Some more political news. The Senate voted in a bill that overhauls much of "No Child Left Behind" so the federal government has less responsibility. And instead of being called "No Child Left Behind," it's now called, "Don't Blame US If Your Kid is Dumb."

And a little international news here. I heard that the President of South AFRICA just fired his finance minister, Nla-nla Nay-nay. Yeah, I guess Nay-nay was like, "You can't fire me!" Then the president said, "Watch me, Nay-nay."

Yeah, apparently, Minister Nay-nay was replaced by Ministers Whip and Stanky Leg.

Jimmy Fallon Quotables 12.11.15

Oh, some good news for the White House. They just announced that Obamacare added a million new customers in its third open-enrollment season. They say more people are signing up for healthcare due to the looming deadline, low costs, and the sales of hoverboards.

And in a new interview with People magazine, President Obama said that his favorite book of the year was a novel called "Fates and Furies." While Hillary Clinton said HER favorite book of the year was "Whatever yours was."

But the big story still seems to be Donald Trump.
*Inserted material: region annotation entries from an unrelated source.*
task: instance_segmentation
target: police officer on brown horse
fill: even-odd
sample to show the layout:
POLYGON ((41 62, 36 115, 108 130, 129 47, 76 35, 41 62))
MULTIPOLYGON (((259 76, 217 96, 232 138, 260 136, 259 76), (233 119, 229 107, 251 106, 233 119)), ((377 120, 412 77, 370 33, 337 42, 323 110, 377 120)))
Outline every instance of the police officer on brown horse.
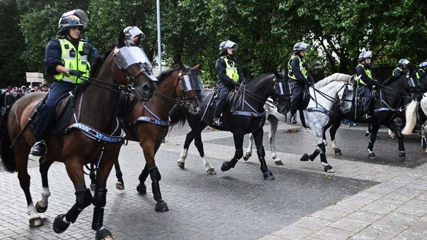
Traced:
POLYGON ((314 83, 313 77, 307 71, 307 62, 304 60, 308 44, 298 42, 294 45, 293 53, 288 62, 288 76, 292 91, 291 99, 291 122, 297 123, 297 111, 299 109, 304 85, 314 83))
POLYGON ((218 76, 217 90, 219 91, 218 100, 215 105, 213 124, 217 126, 223 124, 221 120, 221 113, 227 96, 230 91, 241 83, 246 83, 237 59, 233 56, 233 52, 237 49, 237 44, 227 40, 220 44, 219 58, 215 64, 215 70, 218 76))
POLYGON ((80 9, 63 14, 57 33, 63 37, 51 40, 46 46, 46 71, 54 77, 49 95, 38 109, 35 126, 36 143, 31 150, 33 155, 46 155, 46 140, 50 135, 55 107, 59 98, 84 82, 79 77, 89 77, 91 64, 100 57, 93 46, 79 38, 87 19, 86 14, 80 9))

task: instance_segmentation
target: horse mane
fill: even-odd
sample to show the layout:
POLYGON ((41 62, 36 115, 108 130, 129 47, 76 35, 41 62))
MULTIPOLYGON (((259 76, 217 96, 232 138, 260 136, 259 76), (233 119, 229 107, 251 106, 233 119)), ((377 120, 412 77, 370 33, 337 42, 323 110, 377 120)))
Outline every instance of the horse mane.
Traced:
POLYGON ((321 88, 325 85, 329 84, 332 82, 334 82, 335 81, 339 81, 340 82, 345 82, 346 81, 348 81, 352 78, 352 76, 350 75, 347 75, 347 74, 340 74, 339 73, 337 73, 335 74, 334 74, 332 75, 327 76, 323 80, 321 80, 319 81, 317 83, 316 83, 315 85, 316 88, 321 88))

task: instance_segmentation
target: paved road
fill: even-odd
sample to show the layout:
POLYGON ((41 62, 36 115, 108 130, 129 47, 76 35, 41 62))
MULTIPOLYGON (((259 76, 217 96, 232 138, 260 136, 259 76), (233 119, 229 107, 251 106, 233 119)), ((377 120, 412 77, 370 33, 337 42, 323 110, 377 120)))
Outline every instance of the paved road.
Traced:
MULTIPOLYGON (((336 170, 331 174, 324 172, 318 162, 299 161, 303 152, 313 150, 314 141, 305 130, 282 133, 289 128, 294 127, 280 125, 277 139, 278 157, 284 165, 274 166, 271 153, 266 154, 276 177, 272 181, 263 180, 254 157, 221 172, 222 162, 234 154, 231 135, 209 129, 203 137, 217 174, 204 173, 193 145, 186 169, 179 168, 176 160, 188 129, 173 129, 156 157, 162 175, 161 188, 170 209, 166 213, 154 211, 151 194, 136 192, 143 156, 139 145, 130 143, 119 157, 125 189, 114 188, 114 170, 108 183, 105 225, 116 239, 403 239, 425 236, 427 166, 416 136, 407 138, 408 159, 402 162, 396 156, 397 143, 380 133, 382 139, 376 144, 378 160, 372 161, 367 160, 368 140, 362 136, 364 131, 340 129, 338 139, 345 154, 328 153, 336 170)), ((269 149, 268 146, 265 149, 269 149)), ((30 162, 35 201, 39 197, 41 181, 37 161, 30 162)), ((53 166, 49 179, 52 195, 43 215, 44 225, 31 228, 17 174, 0 173, 0 239, 94 238, 91 207, 64 234, 53 232, 54 218, 71 207, 74 195, 61 164, 53 166)))

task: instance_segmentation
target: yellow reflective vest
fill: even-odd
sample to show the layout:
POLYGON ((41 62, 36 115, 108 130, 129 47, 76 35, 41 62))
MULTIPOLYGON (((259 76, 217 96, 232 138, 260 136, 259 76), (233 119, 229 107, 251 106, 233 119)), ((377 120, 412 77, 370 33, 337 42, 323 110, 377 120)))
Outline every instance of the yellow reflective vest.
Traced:
POLYGON ((304 77, 307 78, 308 75, 307 73, 307 69, 305 69, 305 67, 304 67, 302 64, 302 60, 299 58, 299 56, 295 54, 293 55, 291 57, 291 59, 288 61, 288 76, 293 79, 297 80, 297 78, 295 77, 295 75, 294 75, 294 73, 292 72, 292 66, 291 66, 291 60, 296 57, 298 58, 298 60, 299 60, 299 70, 301 71, 301 73, 302 74, 302 75, 304 76, 304 77))
MULTIPOLYGON (((88 60, 88 55, 81 55, 83 51, 83 45, 85 42, 80 40, 78 42, 78 48, 77 50, 73 44, 65 38, 57 39, 61 44, 61 60, 64 64, 64 67, 70 70, 80 70, 85 74, 83 76, 89 77, 91 64, 88 60)), ((63 74, 62 73, 55 75, 56 80, 65 81, 72 83, 82 83, 83 80, 75 76, 63 74)))

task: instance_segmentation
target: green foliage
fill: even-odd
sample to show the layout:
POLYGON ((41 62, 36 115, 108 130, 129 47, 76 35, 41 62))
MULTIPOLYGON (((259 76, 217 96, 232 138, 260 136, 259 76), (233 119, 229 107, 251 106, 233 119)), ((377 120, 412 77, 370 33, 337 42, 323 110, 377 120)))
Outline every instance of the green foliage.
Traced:
MULTIPOLYGON (((44 47, 56 37, 61 15, 87 11, 84 33, 100 53, 125 27, 147 35, 142 46, 157 62, 156 2, 152 0, 0 0, 2 83, 18 81, 25 72, 44 72, 44 47), (16 9, 18 9, 17 11, 16 9)), ((353 73, 364 49, 376 62, 414 63, 427 56, 427 2, 402 0, 163 0, 161 1, 162 58, 168 65, 201 64, 202 79, 217 81, 220 43, 230 39, 247 78, 286 67, 296 42, 309 43, 309 69, 353 73)))

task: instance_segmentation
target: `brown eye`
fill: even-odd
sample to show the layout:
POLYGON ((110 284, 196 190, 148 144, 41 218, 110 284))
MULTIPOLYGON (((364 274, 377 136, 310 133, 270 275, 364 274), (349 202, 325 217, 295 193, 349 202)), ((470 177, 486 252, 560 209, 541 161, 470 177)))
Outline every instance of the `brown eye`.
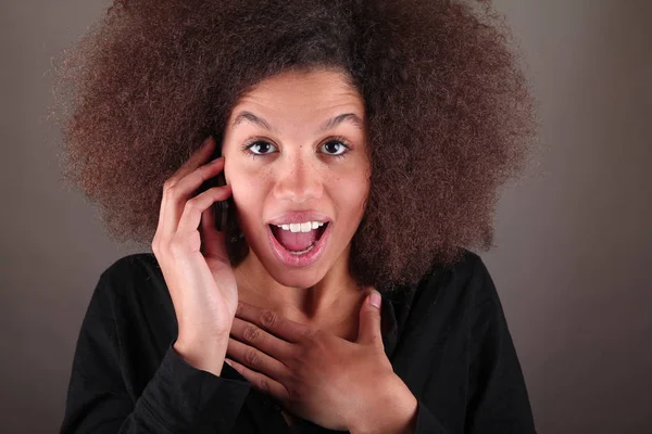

It seems like everybody's weighing in on his campaign. This week, White House press secretary Josh Earnest said that Trump's statement about banning Muslim immigrants "disqualifies" him from being president. When he heard that, Jeb Bush was like, "You can get disqualified? What do I need to do?!"

This is interesting. Scientists said they just found dinosaur blood on an 80-million-year-old fossil. They now believe dinosaurs may have been wiped out by...murder.